Independent bookstores reflect the inner life of the community that they serve. Imagine a BookPeople in Austin without that “lived-in” feeling of rough woods, rugged shelves, and the faint smell of sawdust, and it just isn’t the same. BookPeople reflects the sense of style of the urban cownoy city it serves. Imagine Dark Delicacies without all the awe-inspiring horror movie memorabilia, and offering beers during booksignings. Dark Delicacies – a very awesome store, indeed, with some of the best litmag selection I’ve ever seen – reflects the horror readers of Burbank.
I’m at a new indie bookstore in Plano – don’t ask what I’m doing in Plano, at this point, I’m not really sure myself – but I had some time and I was nearby, so I popped in to check it out.
The place screams Plano. It’s over-styled. Everything is clean and glistening in stylish off-white and dark brown and metal. The shelves are arranged in odd ninety-degree angles here and there, as if placed by a Feng Shui interior decorator. The clean off-white walls and metalic touches contrast the deep browns of the store’s furniture and shelves. I’m sitting in the cafe, and the tables and the benches don’t work right. You see, some designer chose a bench that is low and squishy, paired with high, hard tables. I’m trying very hard to lift and extend my arms while maintaining my balance and posture comfortably in this seat. Really, this isn’t the kind of place you’d want to sit and type chapters of a book.

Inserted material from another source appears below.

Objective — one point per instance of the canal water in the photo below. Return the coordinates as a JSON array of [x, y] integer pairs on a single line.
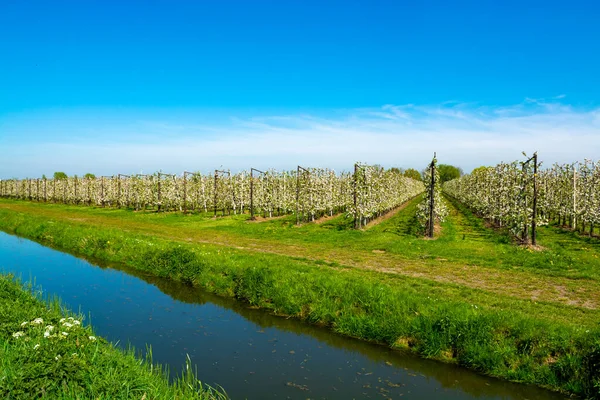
[[249, 352]]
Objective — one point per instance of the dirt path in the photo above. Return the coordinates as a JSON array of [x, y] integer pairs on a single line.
[[516, 283]]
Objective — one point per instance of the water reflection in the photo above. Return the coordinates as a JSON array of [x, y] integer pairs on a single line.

Whilst at BookPeople, in their cafe, I typed an entire chapter, and it needed very, very little editing. Here, I’m concentrating on keeping my balance with my computer at such an odd, high angle between bench and table.
This place is over-styled. It doesn’t feel like a bookstore as much as it feels like a place that turns into an exclusive four-star restaurant after dark, that humble scribblers like myself would be unable to get a table at, much less pronounce the menu.

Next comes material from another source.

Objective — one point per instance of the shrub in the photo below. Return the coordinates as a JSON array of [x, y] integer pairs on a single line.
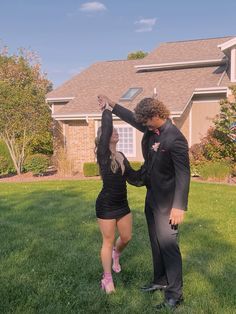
[[6, 161], [90, 169], [215, 170], [37, 163], [3, 165]]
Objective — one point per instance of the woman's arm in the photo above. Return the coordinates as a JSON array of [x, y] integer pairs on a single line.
[[103, 151]]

I don’t seem to belong here, alas.
Related note: my book was not on the shelf. BookPeople had three copies of my book in two different places.

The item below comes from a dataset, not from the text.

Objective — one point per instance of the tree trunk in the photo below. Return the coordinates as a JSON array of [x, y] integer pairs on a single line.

Being in Legacy Books, I’m happy there’s an indie book store in Dallas/Fort Worth. I dropped some Christmas-shopping cash here, because I believe that Indie Bookstores are going to save us when the blockbuster model of publishing implodes. We need about three more in town. One on Greenville Avenue, and one between TCU and Downtown Fort Worth. Also, I think the HEB-Airport corridor could easily support one.
I don’t think I’ll be coming back again to this store for a while, though. This is the kind of place where you could imagine ad execs shopping for business books to give to their secretaries, without any thoughtfulness whatsoever. Also, cookbooks. You could picture lots of cookbooks happening here. All of them written by people with TV Shows, and restaurants in places where people show up for lunch in very expensive business suits.
In short: it’s so Plano. It’s just so Plano. This store, like nearly every indie bookstore, reflects its community in design.
I feel like I’m standing in the imagination of your average Plano-ite.